Why would you ever not have a scam IFS? Reputation doesn't seem to affect route-opening success or ability at all, so what would be the downside?
What is the disadvantage of a scam IFS?
#1
Posted 28 May 2016 - 02:10 AM
#2
Posted 28 May 2016 - 03:12 AM
People from the AE community will hate you for it
#3
Posted 28 May 2016 - 04:39 AM
#4
Posted 28 May 2016 - 05:06 AM
#5
Posted 28 May 2016 - 12:28 PM
Community pissed off? Not really. No one will actually know if you're using it or not. I mostly don't use it as an additional challenge, not because of it being "wrong".
Just like no one knows if you're paying your workers $7/h. Pay drop is a common recommendation from the angry community (same people who have wet dreams about kicking out "spammers") even if it's less realistic, and personally pisses me off more than scam IFS.
#6
Posted 28 May 2016 - 02:42 PM
Just like no one knows if you're paying your workers $7/h.
It's generally pretty easy to tell from the change in valuations on the rankings page.

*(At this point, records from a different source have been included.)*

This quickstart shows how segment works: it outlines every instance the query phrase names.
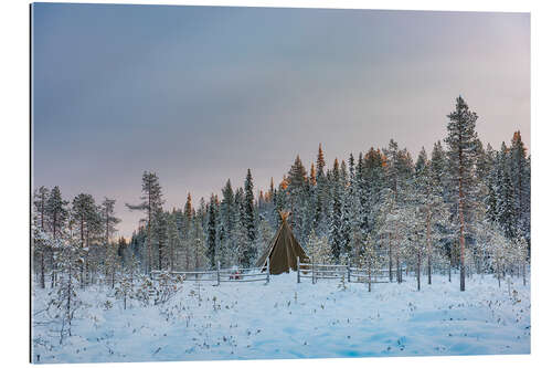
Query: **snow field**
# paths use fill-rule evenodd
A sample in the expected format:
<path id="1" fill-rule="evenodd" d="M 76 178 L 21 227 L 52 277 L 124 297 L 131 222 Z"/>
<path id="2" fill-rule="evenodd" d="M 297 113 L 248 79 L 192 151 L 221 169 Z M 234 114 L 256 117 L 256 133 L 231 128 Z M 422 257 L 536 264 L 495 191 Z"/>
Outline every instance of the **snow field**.
<path id="1" fill-rule="evenodd" d="M 87 308 L 74 320 L 73 336 L 59 345 L 52 326 L 38 325 L 35 362 L 221 360 L 388 357 L 530 353 L 530 286 L 490 275 L 467 280 L 434 275 L 403 284 L 368 285 L 272 276 L 269 284 L 185 282 L 168 303 L 123 302 L 110 288 L 79 292 Z M 36 285 L 35 285 L 36 286 Z M 516 292 L 513 292 L 516 291 Z M 34 287 L 34 311 L 46 299 Z M 105 307 L 106 301 L 113 307 Z M 40 322 L 42 315 L 35 317 Z M 40 360 L 38 360 L 40 355 Z"/>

And low reputation is also an indicator.
#7
Posted 28 May 2016 - 02:44 PM
Why would you ever not have a scam IFS? Reputation doesn't seem to affect route-opening success or ability at all, so what would be the downside?

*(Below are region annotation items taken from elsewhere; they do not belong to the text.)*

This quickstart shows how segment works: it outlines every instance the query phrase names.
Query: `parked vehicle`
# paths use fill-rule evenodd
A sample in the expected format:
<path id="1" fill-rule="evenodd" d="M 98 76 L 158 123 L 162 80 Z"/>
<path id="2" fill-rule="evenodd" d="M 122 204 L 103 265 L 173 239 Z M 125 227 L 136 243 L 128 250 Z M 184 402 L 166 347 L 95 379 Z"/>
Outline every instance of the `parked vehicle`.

IFS quality has a very small effect when competing head-to-head with another airline - if all the other factors (like legroom, frequency, etc) are the same, then passengers will prefer the airline with better IFS. But, as you've observed correctly, it's more profitable in general to have money-making IFS.
#8
Posted 28 May 2016 - 03:09 PM
#9
Posted 28 May 2016 - 04:03 PM
One of the main disadvantages is to your competition - for one of the most popular routes (over 1k miles) in the USA, I'm charging $10 per ticket. Due to my scam IFS I still make a profit, and when all my competition withdraw their routes I can jack up the prices to 2x what I was charging before.
#10
Posted 21 June 2016 - 03:51 PM
IFS quality has a very small effect when competing head-to-head with another airline - if all the other factors (like legroom, frequency, etc) are the same, then passengers will prefer the airline with better IFS. But, as you've observed correctly, it's more profitable in general to have money-making IFS.
Please note that I've taken the liberty of highlighting davedave's earlier post in this thread in order to correct this misconception.
As AE stands and has stood pretty much since it's earliest days, that was what the original developer had intended to do.
While it is true that AE tracks legroom, frequency, quality of IFS, and displays that information to the player, the dev was unable to get it to work.
So the situation in AE is that things such as legroom, frequency of service, and quality of IFS have no bearing on passenger preference.
What logically should be the case isn't operative because coding preferential allocation mechanisms for any game and getting it to work at all, much less right, is notoriously hard. Just ask any game coding professionals and you will get an earful on all the difficulties and the things they tried and how many man-years they spent and yet failed to get it working even with tremendous financial support and the best people working on it.
What chance do you think poor Yuxi and his small cadre of coders will have given that they don't charge for the game, and the coders are unpaid volunteers?